Mein Interesse am Grundeinkommen wurde durch die Lektüre von „Haben oder Sein“ von Erich Fromm geweckt und war seitdem als wünschenswerte Utopie in meinem Herzen verankert. Durch ein Gespräch mit Philip Kovce am Rande der Leipziger Buchmesse 2015 habe ich von der Schweizer Initiative zum Grundeinkommen erfahren und mich anschließend intensiv mit der verfügbaren Literatur etc. auseinandergesetzt. Ein Jahr später, ebenfalls auf der Buchmesse motiviert, diesmal durch den Soziologen Hartmut Rosa, begann ich meinen Blog zu schreiben, welcher sich überwiegend mit dem Thema Grundeinkommen auseinander setzt.

Beruflich bin ich als Ärztin immer auf der Suche nach den kausalen Ursachen der Krankheiten gewesen. Das hat mich von Intensivstation und Notarzttätigkeit zunächst in die Allgemeinmedizin und dann zur Psychotherapie geführt. Doch viele Ursachen sind nicht individuell, sondern gesellschaftlich, insofern war ein politisches Engagement in Richtung einer gesünderen und gerechten Gesellschaft die logische Folge.
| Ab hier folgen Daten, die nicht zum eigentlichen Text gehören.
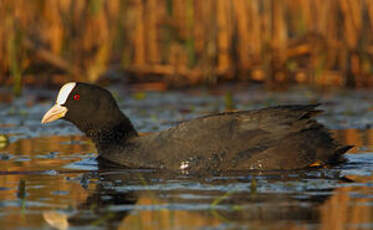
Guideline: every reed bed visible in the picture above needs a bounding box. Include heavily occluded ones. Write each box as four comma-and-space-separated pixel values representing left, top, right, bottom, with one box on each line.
0, 0, 373, 90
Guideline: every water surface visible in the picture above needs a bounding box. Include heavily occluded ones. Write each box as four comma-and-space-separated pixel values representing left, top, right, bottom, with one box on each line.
0, 86, 373, 229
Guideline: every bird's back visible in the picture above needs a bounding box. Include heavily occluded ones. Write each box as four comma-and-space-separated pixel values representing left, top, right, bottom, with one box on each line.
102, 105, 350, 171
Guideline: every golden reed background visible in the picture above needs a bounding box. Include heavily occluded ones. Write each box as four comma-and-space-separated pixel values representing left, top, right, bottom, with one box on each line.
0, 0, 373, 87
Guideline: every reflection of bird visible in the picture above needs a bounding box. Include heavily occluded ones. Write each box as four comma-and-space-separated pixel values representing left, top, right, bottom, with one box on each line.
42, 82, 351, 171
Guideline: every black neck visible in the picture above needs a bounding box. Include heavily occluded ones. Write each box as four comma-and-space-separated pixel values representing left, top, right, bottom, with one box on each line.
72, 115, 137, 153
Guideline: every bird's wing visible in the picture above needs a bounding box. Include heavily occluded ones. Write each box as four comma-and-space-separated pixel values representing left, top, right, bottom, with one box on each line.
131, 105, 331, 168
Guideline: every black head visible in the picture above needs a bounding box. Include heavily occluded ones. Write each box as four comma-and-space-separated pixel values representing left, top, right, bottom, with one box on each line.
41, 82, 136, 146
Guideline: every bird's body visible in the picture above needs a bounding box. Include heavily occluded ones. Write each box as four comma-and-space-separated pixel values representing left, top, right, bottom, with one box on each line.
43, 83, 350, 172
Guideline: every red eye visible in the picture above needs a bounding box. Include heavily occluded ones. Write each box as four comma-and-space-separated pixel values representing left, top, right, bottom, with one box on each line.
73, 94, 80, 101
Das bedingungslose Grundeinkommen erscheint mir dabei als der sinnvollste Weg.

Für mich ist das Grundeinkommen wesentlich mehr als nur eine bessere Sozialleistung. Ich möchte in der Gesellschaft leben, in der jedem die Existenz gegönnt wird, in der jeder ein Grundeinkommen erhält – selbst wenn das heißt, dass mein eigener Beitrag zur Gesellschaft, zum Beispiel durch Steuern, dadurch höher wäre als jetzt.

Meine humanistische Grundhaltung steht im Widerspruch zu Kampf, Machtspielen und Propaganda. Mein Interesse ist es, eine gesamtgesellschaftliche Debatte zum Grundeinkommen zu befördern, die auch Raum lässt für Nachfragen, Zweifel und Betrachtung von Risiken. Ich bin überzeugt davon, dass die zugrundeliegende Idee des Grundeinkommens das Potential hat, unsere Gesellschaft zum Guten hin zu verändern und die Welt zu einem besseren Ort zu machen, das Potential einer gewaltlosen (R)evolution.